Data is being captured from a multitude of sources. The Internet of Things (IoT) is delivering data from sensors on all types of assets. Mobile devices are providing valuable information on user behavior. Social media carries a constant stream of new data. There is no shortage of data available and that will continue to grow.

Unlocking data in all of its forms.

There has been a push over the last few years to unlock all of the data that an organization stores. In 2014, Forrester estimated that companies were analyzing only 12% of the data they captured. Unlocking the data that enterprises captured in all of its forms ushered in the Hadoop rush.

Hadoop enabled these organizations to build data lakes, drawing data from multiple sources. It could access data whether it is stored in a relational database management system (RDMS) or a NoSQL database. It could be very structured as in an ERP system, or unstructured in the form of tweets and images.

Unlocking pools of data is only the beginning.

What was quickly apparent is that unlocking data is important, it is only the beginning. The value comes from insights gleaned from the data. Real time analytics on the data that an organization can access to make informed, quick decisions delivers this insight. In order to do this, algorithms need to be run on the data.

Building algorithms is a difficult task. Particularly if the data scientist is attempting to build their own algorithms from scratch. We have come accustomed to development platforms and the solution to this data challenge appears to be building data analysis platforms designed to simplify algorithm development. And Spark is quickly emerging as the platform of choice.

Enter Apache Spark.

Apache Spark is an open source engine built specifically for data science. It was founded in 2009 at UC Berkley and now has a community of active developers from over 200 companies. Spark’s growth is because it helps simplify the development of algorithms. Spark can be used on a wide variety of development platforms including Java and Python. It can access data from multiple sources including SQL and NoSQL (Non SQL) databases.

But what makes Spark the natural successor to Hadoop is the speed in which it can analyze data. Analytics applications can run up to 100x faster than MapReduce in memory and 10x faster when run on disk. It is designed for large, scale out data processing.

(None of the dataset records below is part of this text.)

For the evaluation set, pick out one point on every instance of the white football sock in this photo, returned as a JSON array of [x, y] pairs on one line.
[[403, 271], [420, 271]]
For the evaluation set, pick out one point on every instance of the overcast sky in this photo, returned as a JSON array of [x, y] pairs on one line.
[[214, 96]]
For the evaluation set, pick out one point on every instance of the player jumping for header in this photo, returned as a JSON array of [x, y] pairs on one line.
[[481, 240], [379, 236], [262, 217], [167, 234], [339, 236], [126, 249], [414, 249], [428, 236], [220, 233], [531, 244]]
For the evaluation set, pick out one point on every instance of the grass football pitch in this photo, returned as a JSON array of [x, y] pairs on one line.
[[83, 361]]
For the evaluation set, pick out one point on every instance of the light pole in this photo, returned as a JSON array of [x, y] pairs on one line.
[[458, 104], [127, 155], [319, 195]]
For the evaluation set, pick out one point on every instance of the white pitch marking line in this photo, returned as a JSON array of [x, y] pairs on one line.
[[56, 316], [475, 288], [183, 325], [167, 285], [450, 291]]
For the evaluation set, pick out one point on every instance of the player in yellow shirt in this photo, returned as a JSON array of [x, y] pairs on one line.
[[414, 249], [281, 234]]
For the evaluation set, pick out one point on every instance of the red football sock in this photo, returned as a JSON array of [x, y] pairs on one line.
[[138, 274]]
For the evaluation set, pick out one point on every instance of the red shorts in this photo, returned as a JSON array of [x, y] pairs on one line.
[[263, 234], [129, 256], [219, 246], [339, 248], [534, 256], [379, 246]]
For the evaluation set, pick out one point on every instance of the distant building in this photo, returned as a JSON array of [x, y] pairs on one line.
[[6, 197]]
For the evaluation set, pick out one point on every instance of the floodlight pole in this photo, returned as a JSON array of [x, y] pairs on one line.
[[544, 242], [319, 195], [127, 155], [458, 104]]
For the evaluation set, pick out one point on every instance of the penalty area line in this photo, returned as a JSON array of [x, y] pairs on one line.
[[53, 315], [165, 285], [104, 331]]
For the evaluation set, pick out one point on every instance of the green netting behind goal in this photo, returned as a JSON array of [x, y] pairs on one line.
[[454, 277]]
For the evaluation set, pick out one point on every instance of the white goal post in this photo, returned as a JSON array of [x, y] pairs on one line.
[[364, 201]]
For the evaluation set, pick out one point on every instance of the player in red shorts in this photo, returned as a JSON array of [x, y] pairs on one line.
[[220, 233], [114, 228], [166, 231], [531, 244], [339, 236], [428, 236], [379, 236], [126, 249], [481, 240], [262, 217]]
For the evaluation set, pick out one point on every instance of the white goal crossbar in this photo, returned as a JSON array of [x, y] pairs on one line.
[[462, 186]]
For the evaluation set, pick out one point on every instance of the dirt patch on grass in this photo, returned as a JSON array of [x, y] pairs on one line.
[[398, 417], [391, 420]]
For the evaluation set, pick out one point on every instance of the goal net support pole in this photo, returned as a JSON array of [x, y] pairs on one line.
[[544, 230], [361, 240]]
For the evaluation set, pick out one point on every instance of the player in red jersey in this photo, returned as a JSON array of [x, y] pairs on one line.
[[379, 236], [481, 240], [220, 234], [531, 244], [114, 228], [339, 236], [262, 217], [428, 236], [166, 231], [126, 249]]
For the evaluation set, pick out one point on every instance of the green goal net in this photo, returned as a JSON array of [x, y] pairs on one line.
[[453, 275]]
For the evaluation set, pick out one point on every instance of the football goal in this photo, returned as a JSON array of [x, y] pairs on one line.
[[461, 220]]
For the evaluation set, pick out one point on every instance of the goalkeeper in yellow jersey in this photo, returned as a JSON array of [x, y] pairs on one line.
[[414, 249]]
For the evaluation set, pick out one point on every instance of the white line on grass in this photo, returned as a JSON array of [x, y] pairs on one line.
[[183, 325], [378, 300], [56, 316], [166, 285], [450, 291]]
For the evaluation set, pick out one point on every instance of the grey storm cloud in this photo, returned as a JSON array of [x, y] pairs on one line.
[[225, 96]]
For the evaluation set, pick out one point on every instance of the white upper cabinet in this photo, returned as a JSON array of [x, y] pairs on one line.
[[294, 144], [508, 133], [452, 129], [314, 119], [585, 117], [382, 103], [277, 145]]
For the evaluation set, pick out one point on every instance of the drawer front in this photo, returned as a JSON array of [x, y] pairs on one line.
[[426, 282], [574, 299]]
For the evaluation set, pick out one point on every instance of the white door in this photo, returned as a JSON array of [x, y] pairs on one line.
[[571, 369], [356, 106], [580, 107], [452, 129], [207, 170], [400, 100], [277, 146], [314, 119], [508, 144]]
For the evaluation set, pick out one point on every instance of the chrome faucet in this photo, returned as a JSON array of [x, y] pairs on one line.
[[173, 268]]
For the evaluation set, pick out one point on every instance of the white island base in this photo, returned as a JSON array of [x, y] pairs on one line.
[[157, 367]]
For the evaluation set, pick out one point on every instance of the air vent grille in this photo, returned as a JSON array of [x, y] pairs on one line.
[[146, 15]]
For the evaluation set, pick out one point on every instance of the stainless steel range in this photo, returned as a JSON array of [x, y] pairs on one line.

Who is using Spark?developer_linux.jpg

Apache Spark is having an impact on just about every industry. It is being used at eBay to analyze transactions. NASA is using it to assess climate change. OpenTable is relying on Spark to help it understand customer reviews of the 32,000 restaurants in their network. Apache Spark maintains a list of users on their Powered By page that includes TripAdvisor, Samsung, MediaCrossing, IBM Almaden, and more.

IBM calls this new era of digital knowledge, the insight economy. IBM views Apache Spark and the open source community as critical to delivering the benefits of actionable intelligence. They have developed the first Spark Technology Center to foster development.